Photo by: RIKKERT HARINK
Spotlight

'Hopelijk kan ik terug om te helpen bij de wederopbouw van Tigray'

| Michaela Nesvarova

Kisanet Molla is UT-studente, CEO van haar eigen start-up en activiste, die pleit voor het stoppen van de oorlog in haar thuisland Ethiopië. ‘Ik kan niet terug, het is daar levensgevaarlijk voor mij.’

Het eerste contact met Kisanet Molla was bedoeld om te praten over Deamat, een start-up die ze runt tijdens haar studie Spatial Engineering aan de ITC-faculteit. Dat resulteerde in leuk gesprek over waarom ze deze dienst begon om Ethiopische boeren te helpen. Ze leek gelukkig en druk, als een normale UT-studente. Tot ik vroeg hoe het nu met het bedrijf gaat. 'We hebben al onze activiteiten moeten onderbreken vanwege de oorlog,' antwoordde ze.

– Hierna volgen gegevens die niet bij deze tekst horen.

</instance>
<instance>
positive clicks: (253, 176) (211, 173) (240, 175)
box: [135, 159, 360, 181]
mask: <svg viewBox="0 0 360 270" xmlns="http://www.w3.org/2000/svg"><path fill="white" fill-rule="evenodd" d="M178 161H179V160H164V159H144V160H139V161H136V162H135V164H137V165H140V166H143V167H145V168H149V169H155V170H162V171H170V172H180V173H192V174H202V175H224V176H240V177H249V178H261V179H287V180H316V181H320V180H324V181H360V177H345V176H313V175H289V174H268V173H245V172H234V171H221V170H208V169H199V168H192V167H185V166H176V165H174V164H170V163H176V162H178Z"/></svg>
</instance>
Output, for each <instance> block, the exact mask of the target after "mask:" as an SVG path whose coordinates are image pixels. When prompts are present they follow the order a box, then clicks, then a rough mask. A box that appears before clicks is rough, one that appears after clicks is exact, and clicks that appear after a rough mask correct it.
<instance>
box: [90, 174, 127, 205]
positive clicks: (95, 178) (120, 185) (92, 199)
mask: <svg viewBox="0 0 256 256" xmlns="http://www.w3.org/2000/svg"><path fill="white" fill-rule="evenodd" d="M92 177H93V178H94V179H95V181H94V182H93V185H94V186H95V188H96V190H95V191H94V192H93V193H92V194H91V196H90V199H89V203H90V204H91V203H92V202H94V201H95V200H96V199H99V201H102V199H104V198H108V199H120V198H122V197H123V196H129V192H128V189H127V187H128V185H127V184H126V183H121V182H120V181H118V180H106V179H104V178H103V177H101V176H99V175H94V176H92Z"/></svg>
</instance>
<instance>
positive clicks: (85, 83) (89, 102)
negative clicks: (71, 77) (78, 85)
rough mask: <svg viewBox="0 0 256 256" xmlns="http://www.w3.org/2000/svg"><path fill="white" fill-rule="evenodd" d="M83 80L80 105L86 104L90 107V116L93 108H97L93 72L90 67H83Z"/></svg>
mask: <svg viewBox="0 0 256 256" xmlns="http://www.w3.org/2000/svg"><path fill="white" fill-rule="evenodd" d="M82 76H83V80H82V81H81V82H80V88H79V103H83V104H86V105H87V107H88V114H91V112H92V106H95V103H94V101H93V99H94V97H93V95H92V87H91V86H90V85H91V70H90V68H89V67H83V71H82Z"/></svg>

En zo veranderde het verhaal van een veelbelovende onderneemster al snel in een verhaal over gevaar en gewapende conflicten.

Opgegroeid door broers en zussen

Kisanet is geboren en getogen in Tigray, een noordelijke regio van Ethiopië waar momenteel oorlog woedt. Ze komt uit een groot gezin van acht broers en zussen. Ze verloren hun moeder al op jonge leeftijd. ‘Ik was zeven toen ze stierf’, vertelt ze. ‘Mijn vader was niet echt bij betrokken bij ons gezin. Het weeshuis wilde me meenemen, maar mijn broers en zussen stonden dat niet toe. Ze wilden dat we allemaal bij elkaar bleven. We waren een gezin met een zeer laag inkomen, maar mijn zussen en broers zorgden er altijd voor dat we genoeg te eten hadden – en dat we onze cijfers op school op peil hielden. Mijn broers en zussen deden er alles aan om mij het gevoel te geven dat we wél alles hadden. Ze waren zelf kinderen zonder ouders, maar ze zorgden voor ons. Het verbaast me nog altijd.’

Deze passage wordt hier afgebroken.